Hi,
I conduct an optimization study using JMP Pro 17. My problem has 13 design variables and I try to perform a Screening Design.
I perform Screening Design from the ‘DOE --> Classical --> Two Level Screening --> Screening Design’ menu. As the Screening type I choose ‘choose from a list of fractional factorial designs’ (Picture1_DOE_ScreeningDesign).
The options I chose next are as follows:
‘Number of Runs: 32,
Block Size: -,
Deisgn Type: Fractional Factorial,
Resolution-what is estimable: 4- Some 2-factor interactions,
Run Order: Keep the Same,
Number of Center Points: 1’.
When I click on ‘Make Table’, the window ‘Fractional Factorial’ pops up (left part of Picture2_FractionalFactorial_FitModel).

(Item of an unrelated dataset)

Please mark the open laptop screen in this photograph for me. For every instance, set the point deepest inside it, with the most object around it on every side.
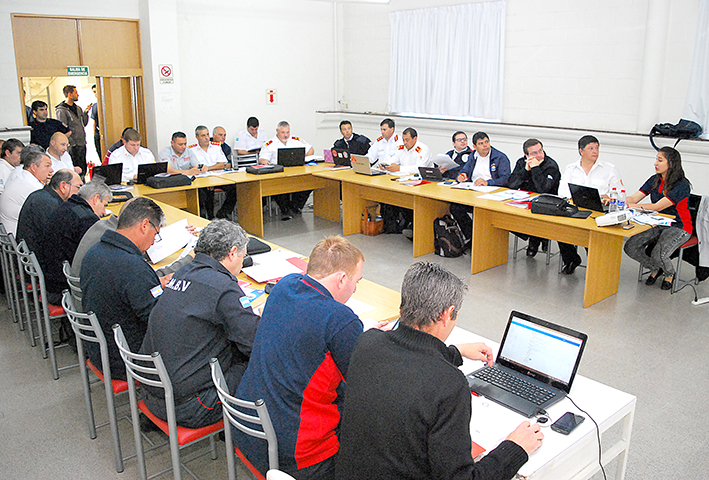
(550, 350)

After conducting the 33 experiments listed, I fill the Y column and I fit a model to the problem from the ‘Analyze --> Fit Model’ menu to conduct the Screening Design. On the ‘Fit Model’ window, JMP lists the default parameters on the ‘Construct Model Effects’, which includes main effects and some of the binary interactions (right part of Picture2_FractionalFactorial_FitModel). Additional parameters can also be added to this list by using Add and Cross buttons. When I try to add all of the binary and quadratic terms (Picture3_AllEffects_ParameterList), and hit the Run button, I see that some terms cause singularity, given in the Singularity Details list (Figure: Picture4_AllEffects_SingularityList or Picture5_X1X12_X2X5).

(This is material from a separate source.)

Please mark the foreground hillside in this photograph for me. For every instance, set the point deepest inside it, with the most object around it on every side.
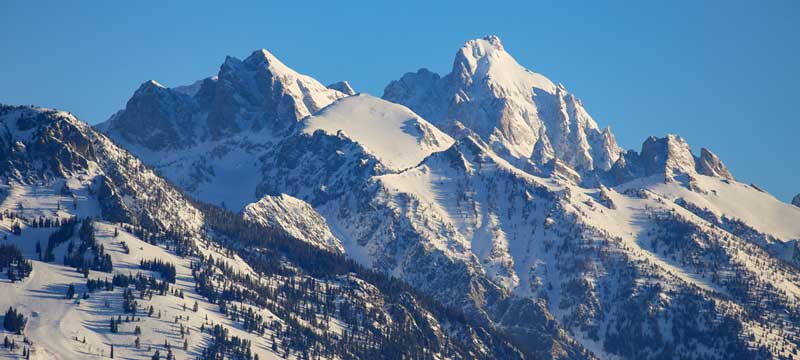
(120, 260)
(493, 191)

However, no singularity is obtained when only of the terms in each line of Singularity List is added to the ‘Construct Model Effects’ list, and each term on a single line results with the same Logworth value. What I guess is that, JMP builds the experiment set in ‘Fractional Factorial’ such that the effects of the terms given in one line of the singularity list are already taken into account. For example, 33 experiments are listed such that the effect (Logworth value) of ‘X1*X1 and X2*X2’ or ‘X1*X12 and X5*X2’ will always be the same. (Figure: Picture5_X1X1 and Figure: Picture6_X2X2 or Figure: Picture7_X1X12 and Figure8: Picture_X2X5)
If that is the case, I need a physical explanation on why I can not take the individual effects of all binary and quadratic effects into account. Is it possible to conduct a 2 level (by taking only the minimum and maximum values for each design variable) Screening Design study and taking all of the binary and quadratic interactions into account using JMP? Maybe choosing different options from the menu would help me.
Thank you for the answers in advance.
Best regards,
Ceyda Kavak
PS: I recently came across a similar discussion (Solved: No quadratic effects in Response surface experiment - JMP User Community), hence I would like to tag @statman . Thank you for your time and consideration.